简体繁体 English

使用应用程序BL将大量数据从同一数据库迁移到不同数据库的性能

[英]Performance in migrating a lot of data from the same DB to different DB using application BL

原文 2012-02-16 22:51:56 9 2 c#/ .net/ performance/ sql-server-2008/ data-migration

I've this problem. 我有这个问题。 I've an application that, each 15 minutes, downloads a file from the net and bulkcopies it into a DB. 我有一个应用程序，该应用程序每隔15分钟就会从网上下载一个文件并将其批量复制到数据库中。

Users of my app subscribe to this file so they signal us that they want to "copy" this file into their databases. 我的应用程序的用户订阅了此文件，因此他们向我们发出信号，希望将其“复制”到他们的数据库中。 I wrote "copy" because I should apply some business logic to this Data before putting on their database. 我之所以写“复制”，是因为在将它们放入数据库之前，我应该对该数据应用一些业务逻辑。 This business logic is customer dependent. 此业务逻辑取决于客户。

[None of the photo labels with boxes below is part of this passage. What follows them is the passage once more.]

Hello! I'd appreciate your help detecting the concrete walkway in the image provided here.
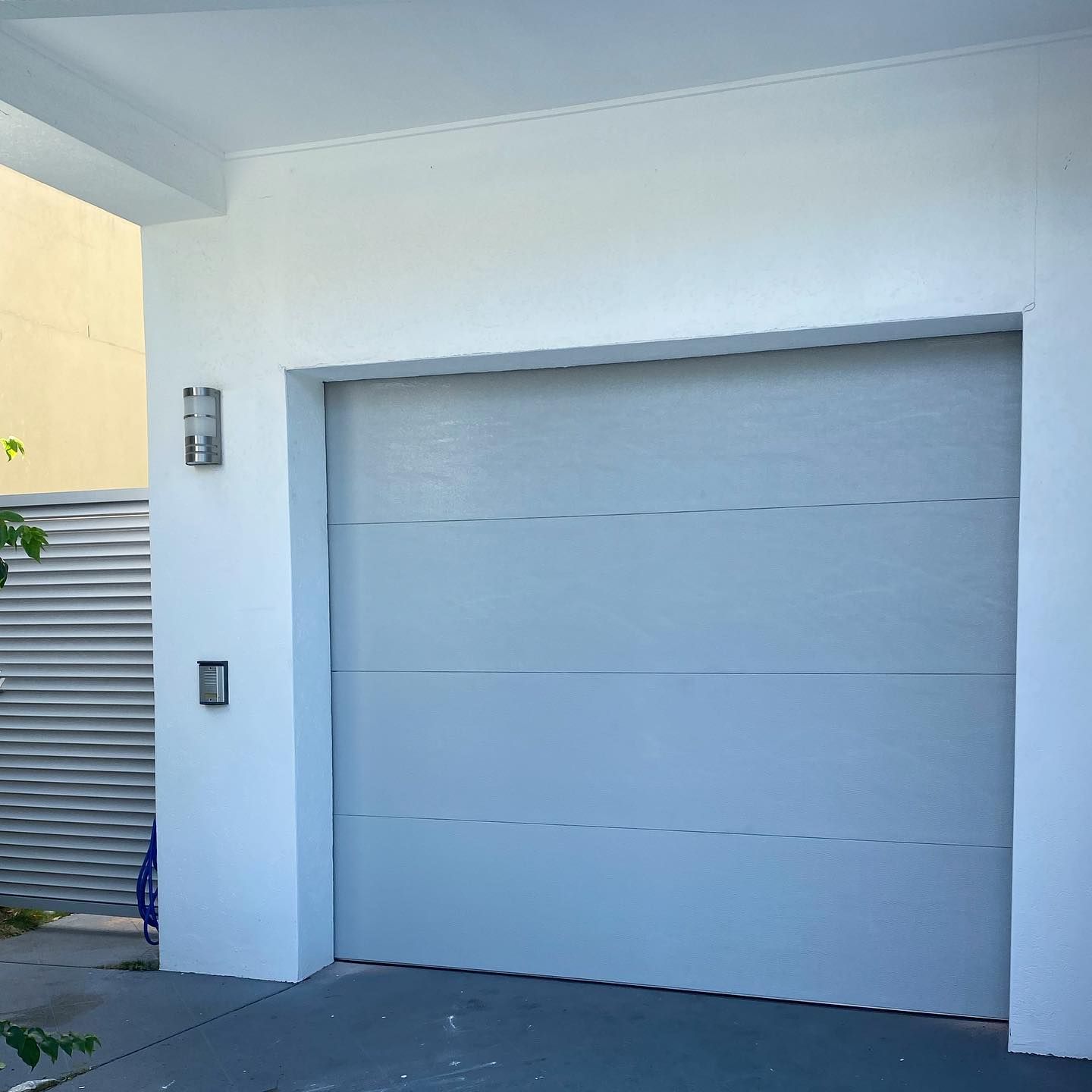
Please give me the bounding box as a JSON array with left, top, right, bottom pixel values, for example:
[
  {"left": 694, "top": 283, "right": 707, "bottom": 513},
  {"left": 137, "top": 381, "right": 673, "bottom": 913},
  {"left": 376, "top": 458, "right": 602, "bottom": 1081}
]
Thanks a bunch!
[
  {"left": 0, "top": 914, "right": 159, "bottom": 968},
  {"left": 0, "top": 921, "right": 1092, "bottom": 1092}
]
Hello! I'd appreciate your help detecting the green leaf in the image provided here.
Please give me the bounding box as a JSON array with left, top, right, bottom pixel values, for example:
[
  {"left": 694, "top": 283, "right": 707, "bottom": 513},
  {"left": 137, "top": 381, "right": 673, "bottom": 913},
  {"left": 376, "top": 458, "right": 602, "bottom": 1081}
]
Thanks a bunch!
[
  {"left": 0, "top": 436, "right": 27, "bottom": 463},
  {"left": 18, "top": 526, "right": 49, "bottom": 561},
  {"left": 15, "top": 1035, "right": 42, "bottom": 1069}
]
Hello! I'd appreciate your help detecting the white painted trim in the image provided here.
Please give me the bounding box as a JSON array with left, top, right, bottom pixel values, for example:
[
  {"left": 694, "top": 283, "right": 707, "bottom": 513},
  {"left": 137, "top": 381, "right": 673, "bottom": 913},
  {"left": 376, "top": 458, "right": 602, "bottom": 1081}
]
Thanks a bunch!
[
  {"left": 0, "top": 30, "right": 226, "bottom": 224},
  {"left": 226, "top": 30, "right": 1092, "bottom": 161},
  {"left": 284, "top": 311, "right": 1023, "bottom": 383},
  {"left": 0, "top": 0, "right": 388, "bottom": 14}
]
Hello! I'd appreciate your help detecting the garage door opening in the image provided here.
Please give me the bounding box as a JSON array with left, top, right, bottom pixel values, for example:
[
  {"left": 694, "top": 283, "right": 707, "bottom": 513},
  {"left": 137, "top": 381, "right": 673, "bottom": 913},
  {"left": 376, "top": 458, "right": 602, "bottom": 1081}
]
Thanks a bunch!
[{"left": 327, "top": 334, "right": 1020, "bottom": 1017}]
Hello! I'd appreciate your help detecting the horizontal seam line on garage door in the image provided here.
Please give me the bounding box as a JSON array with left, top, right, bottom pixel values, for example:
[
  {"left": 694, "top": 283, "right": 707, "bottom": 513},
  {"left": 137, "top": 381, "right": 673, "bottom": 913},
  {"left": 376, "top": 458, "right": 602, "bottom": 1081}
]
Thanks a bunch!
[
  {"left": 328, "top": 496, "right": 1020, "bottom": 528},
  {"left": 334, "top": 811, "right": 1012, "bottom": 849},
  {"left": 331, "top": 667, "right": 1015, "bottom": 678}
]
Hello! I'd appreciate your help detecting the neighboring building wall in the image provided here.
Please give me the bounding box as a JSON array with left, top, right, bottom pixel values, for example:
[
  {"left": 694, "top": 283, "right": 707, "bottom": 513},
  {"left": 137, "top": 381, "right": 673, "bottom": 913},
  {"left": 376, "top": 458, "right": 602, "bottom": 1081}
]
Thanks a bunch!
[
  {"left": 0, "top": 167, "right": 146, "bottom": 494},
  {"left": 138, "top": 39, "right": 1092, "bottom": 1055}
]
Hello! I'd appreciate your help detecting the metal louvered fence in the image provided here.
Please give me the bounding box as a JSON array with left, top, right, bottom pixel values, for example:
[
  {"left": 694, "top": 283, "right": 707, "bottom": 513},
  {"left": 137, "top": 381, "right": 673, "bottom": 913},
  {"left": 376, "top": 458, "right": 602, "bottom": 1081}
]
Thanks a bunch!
[{"left": 0, "top": 491, "right": 155, "bottom": 914}]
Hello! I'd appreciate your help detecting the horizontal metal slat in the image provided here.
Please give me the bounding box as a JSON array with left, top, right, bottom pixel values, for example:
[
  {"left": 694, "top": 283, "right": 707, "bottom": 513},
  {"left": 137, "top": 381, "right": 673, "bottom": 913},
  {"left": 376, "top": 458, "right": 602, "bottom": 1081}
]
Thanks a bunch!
[
  {"left": 0, "top": 690, "right": 153, "bottom": 717},
  {"left": 0, "top": 695, "right": 152, "bottom": 720},
  {"left": 3, "top": 814, "right": 152, "bottom": 852},
  {"left": 2, "top": 834, "right": 146, "bottom": 864},
  {"left": 0, "top": 719, "right": 154, "bottom": 752},
  {"left": 0, "top": 755, "right": 154, "bottom": 795},
  {"left": 8, "top": 558, "right": 151, "bottom": 590},
  {"left": 0, "top": 717, "right": 154, "bottom": 742},
  {"left": 3, "top": 580, "right": 152, "bottom": 611},
  {"left": 0, "top": 626, "right": 152, "bottom": 646},
  {"left": 0, "top": 853, "right": 140, "bottom": 883},
  {"left": 0, "top": 742, "right": 155, "bottom": 764},
  {"left": 0, "top": 492, "right": 155, "bottom": 912},
  {"left": 0, "top": 869, "right": 136, "bottom": 902},
  {"left": 2, "top": 665, "right": 153, "bottom": 703},
  {"left": 0, "top": 792, "right": 155, "bottom": 827},
  {"left": 3, "top": 642, "right": 152, "bottom": 664}
]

The problem is that the starting database contains something like changed 100.000 rows each 15 minutes (some are new records, some are updated and some are deleted). 问题在于，起始数据库包含每15分钟更改了100.000行的内容（有些是新记录，有些已更新，有些已删除）。

How would you tackle this problem? 您将如何解决这个问题？ I tried following the normal development process: 我尝试按照正常的开发过程进行操作：

foreach customer 争取客户
take new data --> apply business logic for that user --> put on his DB 获取新数据->为该用户应用业务逻辑->放在他的数据库中
take upd data --> apply BL --> update his DB 提取数据->应用BL->更新他的数据库
take del data --> apply BL --> remove from his DB 取del数据->应用BL->从他的数据库中删除

But it takes too much. 但这需要太多。 Far far away from 15 minutes. 距离15分钟很远。 Sometimes it takes hour for a single user. 有时单个用户要花费几个小时。

What would you do? 你会怎么做？

Thanks, Marco 谢谢，Marco

2 个解决方案

100.000 rows doesn't sound too much. 100.000行听起来并不多。

It depends on your business logic, but if it is some data transformation you can consider doing SSIS package (in terms of MS SQL Server, other RDBMS have other tools) to import your data. 这取决于您的业务逻辑，但是如果是某些数据转换，则可以考虑做SSIS包（就MS SQL Server而言，其他RDBMS具有其他工具）来导入数据。

You also can thing of taking advantage from parallelism, say, have several threads (or even virtual machines) working for you: just partition the file and process all the partitions simultaneously. 您还可以利用并行性，例如，有多个线程（甚至是虚拟机）为您工作：只需对文件进行分区并同时处理所有分区。 Even implementing a simple map/reduce algorithm may help. 即使实现简单的map / reduce算法也可能会有所帮助。

In any way, do some performance measurement, you really want to know WHY your data processing is SO slow. 无论如何，都要进行一些性能评估，您确实想知道为什么数据处理太慢了。 Probably something in your code can be optimized A LOT. 也许您的代码中的某些内容可以进行很多优化。

100.000 rows an hour is ridiculously slow, something wrong is going on there (unless you have a heavy and super complicated business logic you need to perform on each row of course) 每小时100.000行太慢了，这出了问题（除非您需要在每一行上执行繁重而复杂的业务逻辑）

It's difficult to say without seeing the code but you could try profiling your code with something like Ants Performance Profiler to try to identify where the slow down is occurring. 不看代码很难说，但是您可以尝试使用Ants Performance Profiler之类的代码对代码进行性能分析，以找出速度下降的地方。 If you don't want to use that, I believe Visual Studio 2010 contains a profiling tool. 如果您不想使用它，我相信Visual Studio 2010包含一个分析工具。

Obviously you would want to run your profiling against a debug or staging build rather than your production system. 显然，您希望对调试或分段构建而不是生产系统运行概要分析。

If you believe that it's a database speed issue, you might want to look at how you're doing your inserts and whether any indexes or triggers are affecting DB insert speeds. 如果您认为这是数据库速度问题，则可能需要查看插入的方式以及是否有任何索引或触发器正在影响数据库插入速度。